EDITOR’S NOTE: This article is about how to approach and think about leveraging data to make human resources more inclusive across organizations. True Interaction built SYNAPTIK, our Data Management, Analytics, and Data Science Simulation Platform, specifically to make it easy to aggregate siloed data (i.e. from Human Resources, Finance, etc.) for more meaningful data discovery.
We know that Machine Learning (ML) and Artificial Intelligence (AI) will transform the future of work itself, but how will it affect the processes by which organizations choose, develop and retain their workers?
Katherine Ullman is a data scientist at Paradigm, a strategy consulting firm using social science to make companies more inclusive. Paradigm has partnered with a range of clients, including Airbnb, Pinterest, Asana, and Slack, among others. Katherine and I had a recent discussion about how her organization works with data and machine learning to assist clients in better understanding the impact of their people processes including recruitment, selection, training and retention of underrepresented groups.
(NOTE: The word “impute” below is a technical term that refers to the assigning of a value by inference.)
TI: Being a data scientist at an human resources & strategy consultancy that leverages social science to make companies more inclusive sounds like an amazing job. Can you provide some insight into your daily work and the work you do with clients?
“One of the core services I work on as a data scientist is our comprehensive Diversity & Inclusion Assessment. (The assessment) is a multi-month project designed to identify barriers and design client-specific strategies for diversity and inclusion. We do that by collecting and analyzing both quantitative and qualitative data about the client’s people processes and the outcomes of those processes.”

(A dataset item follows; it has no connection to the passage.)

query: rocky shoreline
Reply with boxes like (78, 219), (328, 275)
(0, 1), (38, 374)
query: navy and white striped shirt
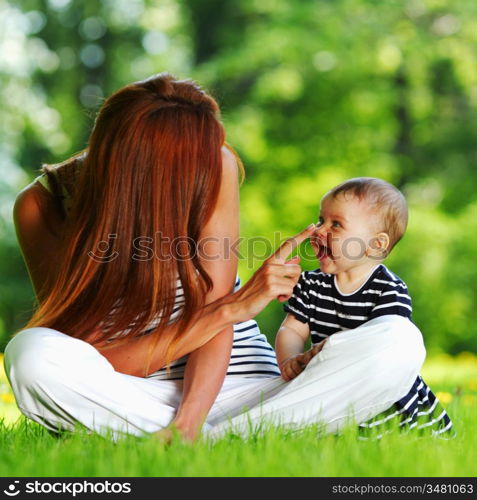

“The first thing I am doing is understanding, cleaning, and linking that data…that’s a surprisingly large part of the process. Once we clean it, we analyze the data to understand how an organization attracts, selects, develops and retains its workforce with a particular focus on underrepresented groups. What we’re looking for is how important, people-related outcomes in an organization – things like who is hired, who is promoted, and who stays or leaves – might vary depending on your identity. At the same time, our consultants are doing the qualitative research, and then we synthesize those findings internally.”
“(Then) our learnings from (the data) shape the strategic recommendations that we offer to clients to, again, improve how they attract, select, develop and retain all employees, and particularly those from underrepresented groups. Clients often come to us with a sense that they have room to improve with respect to diversity and inclusion, but don’t know where to focus their attention or what to do once they determine that focus. Our analyses provide insight not only into where our clients should concentrate their efforts and also provide clarity around what solutions to implement. For example, a client might believe they have a problem attracting a diverse set of applicants, but we find that their applicant pool is relatively diverse and underrepresented people are simply falling out of the funnel early in the hiring process. We might have that client concentrate less on active sourcing, then, and instead focus on ensuring their early stage selection processes are fair.”
TI: How do you wrangle all the diverse, silo-ed data and organize it for your internal analysis purposes?
“Storage is not usually a difficult issue in terms of size, but there are obviously security concerns that we take incredibly seriously, as we deal with sensitive data.”
“R is our main wrangling tool and we use some of the really great open source packages developed by the R community that allow us to create interactive dashboards and crisp visualizations as a means of communicating back insights, both internally to other members of our team and to our clients as well.”
TI: How does machine learning impact your current work? How are you using it?
“We use some ML techniques to impute missing demographic data. It’s often in the applicant data from recruiting software systems where we have the most missing data in terms of demographics. Once we impute the missing data, we are able to ask, for example, ‘Here are people from different demographic groups, how are they entering the application pipeline? Are they coming in through referrals? Through the company’s job website? Or through third party boards or events?’ A lot of the companies we work with actually track this information at a granular level, making it easy to gain insight about who is entering the funnel through what sources, and how successful those sources are.”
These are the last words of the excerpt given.